CN109525600A - A method of based on the anti-web crawlers encrypted to paging parameter - Google Patents
A method of based on the anti-web crawlers encrypted to paging parameter Download PDFInfo
- Publication number
- CN109525600A CN109525600A CN201811617924.0A CN201811617924A CN109525600A CN 109525600 A CN109525600 A CN 109525600A CN 201811617924 A CN201811617924 A CN 201811617924A CN 109525600 A CN109525600 A CN 109525600A
- Authority
- CN
- China
- Prior art keywords
- client
- parameter
- ciphertext
- encrypted
- paging
- Prior art date
- Legal status (The legal status is an assumption and is not a legal conclusion. Google has not performed a legal analysis and makes no representation as to the accuracy of the status listed.)
- Pending
Links
Classifications
-
- H—ELECTRICITY
- H04—ELECTRIC COMMUNICATION TECHNIQUE
- H04L—TRANSMISSION OF DIGITAL INFORMATION, e.g. TELEGRAPHIC COMMUNICATION
- H04L63/00—Network architectures or network communication protocols for network security
- H04L63/04—Network architectures or network communication protocols for network security for providing a confidential data exchange among entities communicating through data packet networks
- H04L63/0428—Network architectures or network communication protocols for network security for providing a confidential data exchange among entities communicating through data packet networks wherein the data content is protected, e.g. by encrypting or encapsulating the payload
-
- H—ELECTRICITY
- H04—ELECTRIC COMMUNICATION TECHNIQUE
- H04L—TRANSMISSION OF DIGITAL INFORMATION, e.g. TELEGRAPHIC COMMUNICATION
- H04L63/00—Network architectures or network communication protocols for network security
- H04L63/14—Network architectures or network communication protocols for network security for detecting or protecting against malicious traffic
- H04L63/1441—Countermeasures against malicious traffic
-
- H—ELECTRICITY
- H04—ELECTRIC COMMUNICATION TECHNIQUE
- H04L—TRANSMISSION OF DIGITAL INFORMATION, e.g. TELEGRAPHIC COMMUNICATION
- H04L67/00—Network arrangements or protocols for supporting network services or applications
- H04L67/01—Protocols
- H04L67/02—Protocols based on web technology, e.g. hypertext transfer protocol [HTTP]
Landscapes
- Engineering & Computer Science (AREA)
- Computer Security & Cryptography (AREA)

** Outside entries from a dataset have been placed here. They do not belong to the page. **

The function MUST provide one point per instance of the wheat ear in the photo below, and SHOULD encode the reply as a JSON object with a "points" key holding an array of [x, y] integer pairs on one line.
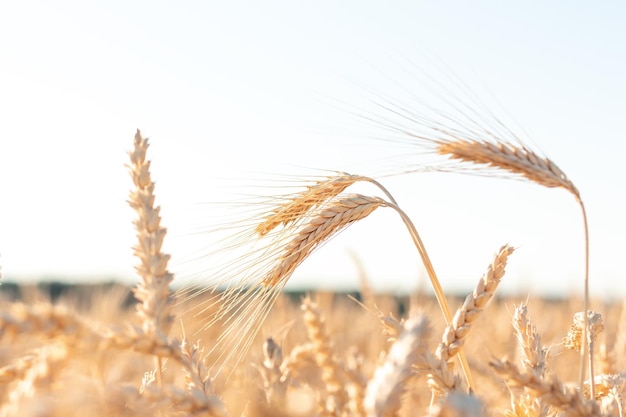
{"points": [[385, 388], [456, 332], [520, 160], [553, 392], [331, 219], [333, 375], [297, 206], [534, 355], [338, 215], [152, 292]]}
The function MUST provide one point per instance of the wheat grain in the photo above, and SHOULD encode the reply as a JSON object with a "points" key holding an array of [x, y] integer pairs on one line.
{"points": [[385, 388], [153, 291], [553, 392], [330, 220], [456, 332], [533, 353], [332, 373]]}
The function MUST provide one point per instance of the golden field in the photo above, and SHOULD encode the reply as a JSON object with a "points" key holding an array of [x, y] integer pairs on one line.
{"points": [[248, 349]]}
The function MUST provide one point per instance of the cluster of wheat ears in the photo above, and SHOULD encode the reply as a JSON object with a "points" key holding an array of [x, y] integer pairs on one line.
{"points": [[207, 356]]}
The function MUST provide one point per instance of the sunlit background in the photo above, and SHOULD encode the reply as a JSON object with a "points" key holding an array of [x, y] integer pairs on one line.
{"points": [[229, 90]]}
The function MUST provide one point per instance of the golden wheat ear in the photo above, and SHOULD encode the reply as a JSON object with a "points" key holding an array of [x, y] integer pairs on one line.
{"points": [[480, 145]]}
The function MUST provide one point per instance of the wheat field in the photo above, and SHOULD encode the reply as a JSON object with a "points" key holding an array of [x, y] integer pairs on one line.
{"points": [[249, 349]]}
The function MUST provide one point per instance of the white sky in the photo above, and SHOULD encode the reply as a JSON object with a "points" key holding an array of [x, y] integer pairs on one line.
{"points": [[225, 89]]}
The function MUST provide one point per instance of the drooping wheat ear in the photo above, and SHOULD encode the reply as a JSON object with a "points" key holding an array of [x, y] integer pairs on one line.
{"points": [[519, 160], [297, 206], [333, 375], [153, 291], [506, 156], [385, 388], [534, 355], [455, 333], [552, 391], [327, 222]]}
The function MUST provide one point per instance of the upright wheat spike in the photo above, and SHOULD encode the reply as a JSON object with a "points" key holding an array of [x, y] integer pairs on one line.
{"points": [[153, 291], [455, 334], [533, 353]]}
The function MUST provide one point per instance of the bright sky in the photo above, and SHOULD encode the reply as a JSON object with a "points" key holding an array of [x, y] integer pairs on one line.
{"points": [[227, 89]]}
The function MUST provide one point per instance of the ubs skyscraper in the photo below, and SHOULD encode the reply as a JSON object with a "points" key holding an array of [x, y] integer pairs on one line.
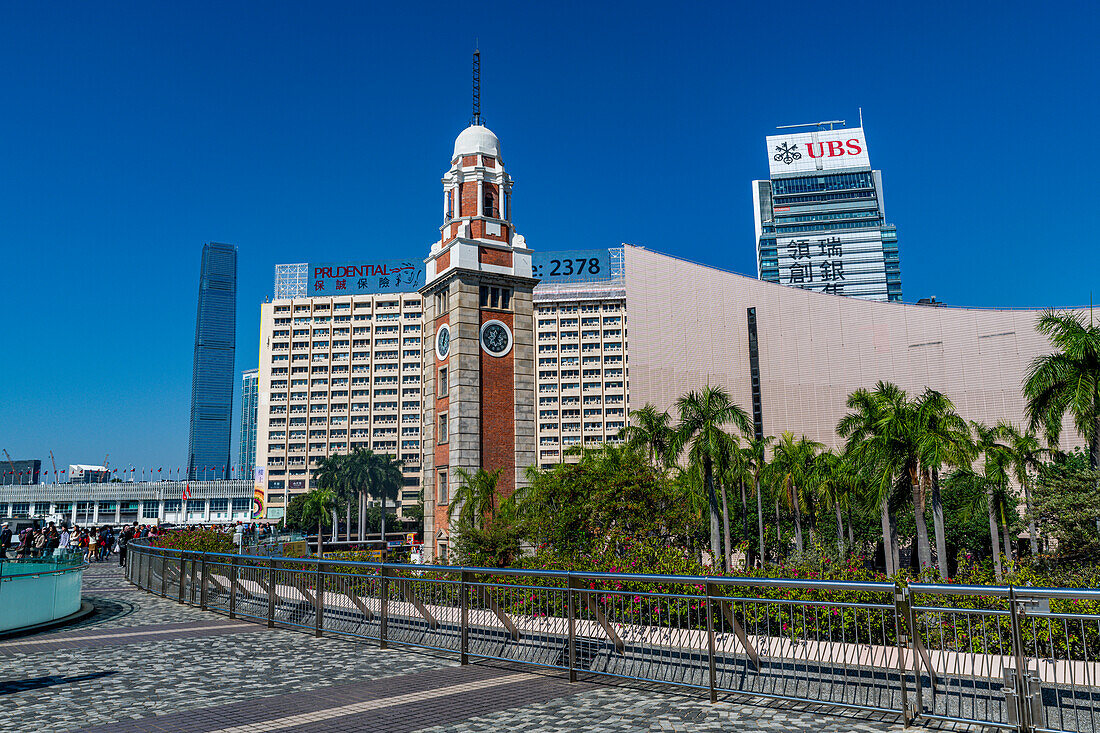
{"points": [[212, 374], [250, 396], [820, 218]]}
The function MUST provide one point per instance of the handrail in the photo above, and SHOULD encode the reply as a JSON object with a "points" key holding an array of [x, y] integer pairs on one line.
{"points": [[627, 625], [69, 568], [791, 583]]}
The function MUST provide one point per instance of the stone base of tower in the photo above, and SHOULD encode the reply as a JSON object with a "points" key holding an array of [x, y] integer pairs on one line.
{"points": [[488, 404]]}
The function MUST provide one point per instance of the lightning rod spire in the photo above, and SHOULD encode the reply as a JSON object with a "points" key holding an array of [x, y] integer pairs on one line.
{"points": [[476, 85]]}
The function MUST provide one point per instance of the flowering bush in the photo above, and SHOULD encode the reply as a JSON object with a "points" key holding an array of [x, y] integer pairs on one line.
{"points": [[196, 540]]}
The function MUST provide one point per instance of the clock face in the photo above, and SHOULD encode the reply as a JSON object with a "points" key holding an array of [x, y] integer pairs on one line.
{"points": [[496, 338], [443, 341]]}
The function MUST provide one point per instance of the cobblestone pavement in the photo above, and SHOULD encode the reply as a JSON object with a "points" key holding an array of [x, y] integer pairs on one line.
{"points": [[141, 663]]}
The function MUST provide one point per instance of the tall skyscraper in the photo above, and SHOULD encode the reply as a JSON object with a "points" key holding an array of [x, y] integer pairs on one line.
{"points": [[250, 392], [820, 218], [212, 373]]}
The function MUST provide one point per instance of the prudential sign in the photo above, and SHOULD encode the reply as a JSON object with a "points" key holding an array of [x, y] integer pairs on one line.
{"points": [[821, 150]]}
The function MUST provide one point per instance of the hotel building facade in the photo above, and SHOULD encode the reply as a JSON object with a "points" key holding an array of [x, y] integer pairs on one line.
{"points": [[494, 354]]}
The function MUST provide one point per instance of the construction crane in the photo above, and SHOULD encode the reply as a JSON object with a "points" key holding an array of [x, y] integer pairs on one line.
{"points": [[12, 463]]}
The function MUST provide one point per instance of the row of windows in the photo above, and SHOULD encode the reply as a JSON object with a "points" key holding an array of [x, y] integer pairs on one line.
{"points": [[823, 183], [321, 306], [589, 307], [825, 198], [784, 220]]}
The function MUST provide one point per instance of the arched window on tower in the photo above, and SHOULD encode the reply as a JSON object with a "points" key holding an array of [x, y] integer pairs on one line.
{"points": [[490, 203]]}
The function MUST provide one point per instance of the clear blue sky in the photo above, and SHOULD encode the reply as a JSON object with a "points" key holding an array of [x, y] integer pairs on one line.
{"points": [[132, 132]]}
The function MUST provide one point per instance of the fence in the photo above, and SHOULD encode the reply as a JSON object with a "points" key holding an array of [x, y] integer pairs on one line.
{"points": [[994, 656], [40, 590]]}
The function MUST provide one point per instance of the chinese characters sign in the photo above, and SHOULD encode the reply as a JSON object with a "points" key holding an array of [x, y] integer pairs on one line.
{"points": [[842, 263], [821, 150], [571, 266], [356, 277]]}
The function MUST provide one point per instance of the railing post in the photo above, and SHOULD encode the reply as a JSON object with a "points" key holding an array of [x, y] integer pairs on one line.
{"points": [[571, 597], [464, 621], [195, 570], [1022, 697], [183, 565], [384, 602], [900, 626], [232, 587], [917, 649], [318, 599], [713, 674], [271, 592]]}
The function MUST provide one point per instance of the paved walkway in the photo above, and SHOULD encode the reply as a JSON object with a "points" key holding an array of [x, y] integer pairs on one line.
{"points": [[145, 664]]}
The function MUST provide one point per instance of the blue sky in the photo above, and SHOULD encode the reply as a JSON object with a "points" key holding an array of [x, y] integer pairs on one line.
{"points": [[132, 132]]}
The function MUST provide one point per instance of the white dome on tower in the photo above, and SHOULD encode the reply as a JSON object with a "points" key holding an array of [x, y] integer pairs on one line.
{"points": [[476, 139]]}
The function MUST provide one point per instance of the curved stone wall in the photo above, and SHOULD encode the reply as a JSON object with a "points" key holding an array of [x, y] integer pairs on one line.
{"points": [[688, 326]]}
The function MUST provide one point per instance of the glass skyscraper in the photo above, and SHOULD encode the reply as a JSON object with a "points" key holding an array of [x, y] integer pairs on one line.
{"points": [[820, 218], [250, 394], [212, 373]]}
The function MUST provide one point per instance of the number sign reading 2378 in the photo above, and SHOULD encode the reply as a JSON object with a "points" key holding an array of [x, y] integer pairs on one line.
{"points": [[571, 266]]}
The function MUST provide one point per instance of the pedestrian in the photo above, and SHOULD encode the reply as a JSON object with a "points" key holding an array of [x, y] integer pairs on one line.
{"points": [[103, 543], [40, 543], [4, 540], [124, 538], [53, 540]]}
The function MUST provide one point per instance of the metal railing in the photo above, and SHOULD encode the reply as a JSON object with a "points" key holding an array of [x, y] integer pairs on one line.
{"points": [[987, 655]]}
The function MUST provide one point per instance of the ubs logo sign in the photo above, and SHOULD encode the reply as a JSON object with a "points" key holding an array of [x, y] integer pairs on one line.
{"points": [[787, 153]]}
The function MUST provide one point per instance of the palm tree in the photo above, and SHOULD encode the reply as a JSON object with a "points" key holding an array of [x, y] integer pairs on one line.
{"points": [[331, 474], [944, 440], [704, 415], [839, 481], [754, 458], [900, 431], [861, 429], [1067, 381], [362, 470], [998, 457], [651, 431], [388, 485], [728, 471], [317, 505], [792, 468], [1026, 455], [475, 501]]}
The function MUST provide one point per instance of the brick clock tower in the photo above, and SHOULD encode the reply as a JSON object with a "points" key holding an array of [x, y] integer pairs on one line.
{"points": [[479, 337]]}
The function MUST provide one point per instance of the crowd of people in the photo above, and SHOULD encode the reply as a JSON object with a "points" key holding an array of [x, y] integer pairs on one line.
{"points": [[97, 544]]}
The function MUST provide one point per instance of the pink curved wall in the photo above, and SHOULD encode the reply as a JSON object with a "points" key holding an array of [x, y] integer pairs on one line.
{"points": [[688, 326]]}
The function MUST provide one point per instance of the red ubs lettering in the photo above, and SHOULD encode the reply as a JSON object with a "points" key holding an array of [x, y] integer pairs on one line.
{"points": [[834, 148]]}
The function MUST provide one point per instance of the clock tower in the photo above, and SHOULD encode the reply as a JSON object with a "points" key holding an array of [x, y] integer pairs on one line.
{"points": [[479, 337]]}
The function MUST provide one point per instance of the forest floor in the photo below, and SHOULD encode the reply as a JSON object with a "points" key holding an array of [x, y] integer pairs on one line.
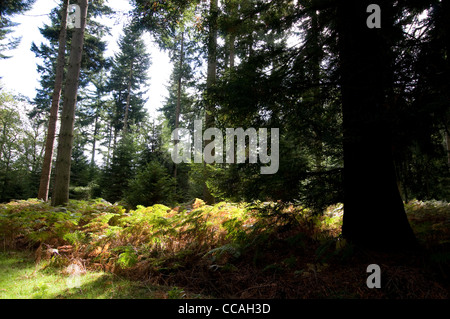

- Computer Networks & Wireless Communication (AREA)
- Signal Processing (AREA)
- Computer Hardware Design (AREA)
- Computing Systems (AREA)
- General Engineering & Computer Science (AREA)
- Data Exchanges In Wide-Area Networks (AREA)
Abstract
The present invention relates to a kind of method based on the anti-web crawlers encrypted to paging parameter, steps of the present invention are as follows: S1. client and server-side arrange a set of cryptographic protocol;S2. client is done paging parameter based on the cryptographic protocol of inside agreement and mapped;S3. when client sends paging request, the parameter of carrying is encrypted ciphertext;S4. after server-side receives the ciphertext parameter that client is sent, ciphertext is decrypted according to cryptographic protocol, response results carry out page presentation to client, client.Implementing the present invention can be improved the difficulty that site resource is maliciously crawled;Prevent all kinds of reptile instruments from consuming a large amount of site resources;Reduce a possibility that ordinary user is identified as crawler.
Description
Technical field
The present invention relates to a kind of anti-web crawlers method, more specifically to a kind of based on being encrypted to paging parameter
The method of anti-web crawlers.
Background technique
With the rapid development of internet, more and more companies are put into some important informations on internet, Huo Zhetong
It crosses internet and shows that some valuable things, these valuable things are also just faced with the wind for illegally being crawled downloading in batches
A degree of harm is brought to company, or even influences the normal operation of company's site in danger.Server-side counts access,
To the statistical analysis of the access of single IP, such as some IP frequent regular access website in a short time, it can be to it
IP is handled.
The userAgent that server-side carries when can be to client request is verified, if carrying userAgent useless
Or the userAgent carried is abnormal, can request to handle to it, only belong to the userAgent ability of normal range (NR)
Normal access.Crawlers can simulate session by technological means, and the data such as userAgent crawl data through row access,
Ip can also be disposed in batches, does not stop to switch ip and accesses and crawl data, allow backstage that can not identify that the access is crawler or general
General family.
With icon, picture etc., which does text or number, to be mapped, and text is mapped as picture presentation on the page, because at present
Crawlers are all that website is converted into character string to carry out interception analysis, can not Direct Recognition picture, so improve crawler hardly possible
Degree.One picture of every increase can all increase a background request, and the website load time has been significantly greatly increased in excessive picture request, sacrificial
Domestic animal web site performance, influences user experience, and function is more single.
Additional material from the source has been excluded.